京都、鞍馬口駅を降りてすぐ近くにお店を構える藤原食品に工場見学に行きました。 

自分の覚書として、そして見学を快諾してくださった藤原さんへの感謝の印として。このまとめは私が自分に課した「夏休みの宿題」です😅
「〜の作り方」とかって納豆に限らず、今のご時世検索したらすぐに出てくるのですが、やはり実際に目で見てお話を伺うということは意義を感じ、自分の中で大きく印象付けらたかな〜と思っています♩

まだまだnote初心者ですが、もしよければお付き合い下さると嬉しいです!





  朝8時半、小さな納豆製造所の近所周辺はもう既にマスク越しからでも漂う、「大豆の炊けた香り」で充満していました。 


その時間はもう既に大豆が炊き上がった頃で、大豆に納豆菌を混ぜ終わったところでした。藤原さんとその奥でパック詰めを行う従業員の方と合わせて計5人でこの小さな工場を切り盛りする。 一日およそ2000~3000パックを作り上げるそうです。 その量は乾燥大豆量で90kg、大豆のもどし率はおよそ2~2.5倍であるから、180~225kgぐらいの大豆が炊き上がるということになる。それをこの圧力鍋一つで炊き上げる。納豆作りは週3回行うので、9000パックが1週間にできるということになりますね。 

 この圧力鍋一つでこんなにたくさんの納豆が作られていると思うと、驚きだでした。パック量にすると「相当な量だ。」と多く感じますが、それでも尚、地元のスーパーや飲食店に卸すほどの少量の生産量でしかないのだから驚きです…!


 では、そもそも納豆の作り方とはどのような工程・流れなのでしょうか。 

ここで、簡単に説明すると、

①乾燥している大豆を吸水させる。(「浸漬」させる。
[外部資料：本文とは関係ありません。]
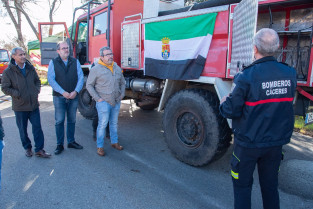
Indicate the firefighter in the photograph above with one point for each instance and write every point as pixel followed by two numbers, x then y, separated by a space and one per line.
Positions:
pixel 260 106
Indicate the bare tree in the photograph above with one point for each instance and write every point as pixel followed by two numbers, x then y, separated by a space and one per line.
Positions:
pixel 16 17
pixel 54 6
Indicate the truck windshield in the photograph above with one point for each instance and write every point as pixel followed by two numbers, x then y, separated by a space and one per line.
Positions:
pixel 4 56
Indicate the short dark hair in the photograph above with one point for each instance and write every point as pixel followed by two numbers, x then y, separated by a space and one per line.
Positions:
pixel 59 43
pixel 266 41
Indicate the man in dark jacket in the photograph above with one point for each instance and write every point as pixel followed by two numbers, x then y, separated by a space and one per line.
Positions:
pixel 22 83
pixel 260 106
pixel 66 78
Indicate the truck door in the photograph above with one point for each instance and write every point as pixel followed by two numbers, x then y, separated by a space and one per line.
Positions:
pixel 131 44
pixel 243 30
pixel 49 35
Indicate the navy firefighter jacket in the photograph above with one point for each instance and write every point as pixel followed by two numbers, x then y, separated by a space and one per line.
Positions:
pixel 260 104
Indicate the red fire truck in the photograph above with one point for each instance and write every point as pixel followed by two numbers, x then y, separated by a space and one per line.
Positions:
pixel 4 61
pixel 194 130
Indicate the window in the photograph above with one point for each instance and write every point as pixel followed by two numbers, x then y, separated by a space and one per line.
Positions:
pixel 100 24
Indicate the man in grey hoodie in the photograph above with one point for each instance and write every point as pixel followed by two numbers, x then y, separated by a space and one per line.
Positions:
pixel 106 84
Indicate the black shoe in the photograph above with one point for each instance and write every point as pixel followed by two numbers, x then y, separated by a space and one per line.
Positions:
pixel 59 149
pixel 74 145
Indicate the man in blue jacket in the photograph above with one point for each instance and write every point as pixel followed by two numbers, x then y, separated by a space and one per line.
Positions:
pixel 260 106
pixel 66 78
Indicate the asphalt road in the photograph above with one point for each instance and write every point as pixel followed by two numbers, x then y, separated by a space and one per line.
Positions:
pixel 143 176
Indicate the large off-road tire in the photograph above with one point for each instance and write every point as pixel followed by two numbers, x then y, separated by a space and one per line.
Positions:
pixel 194 130
pixel 86 105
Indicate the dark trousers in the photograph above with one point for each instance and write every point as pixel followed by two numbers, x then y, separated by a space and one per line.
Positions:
pixel 22 118
pixel 65 107
pixel 243 164
pixel 95 125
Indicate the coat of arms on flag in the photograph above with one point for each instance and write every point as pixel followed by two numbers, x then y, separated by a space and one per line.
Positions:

)
②大豆をかなり柔らかくなるまで「蒸す」。
③熱いうちに素早く納豆菌を大豆全体に振りかける。
④納豆をパックに詰める。
⑤40度に保った室(むろ)で15~20時間「発酵」させる。

 という工程になります。
一番にまず、納豆菌をふりかけた直後の大豆の試食をさせてもらいました。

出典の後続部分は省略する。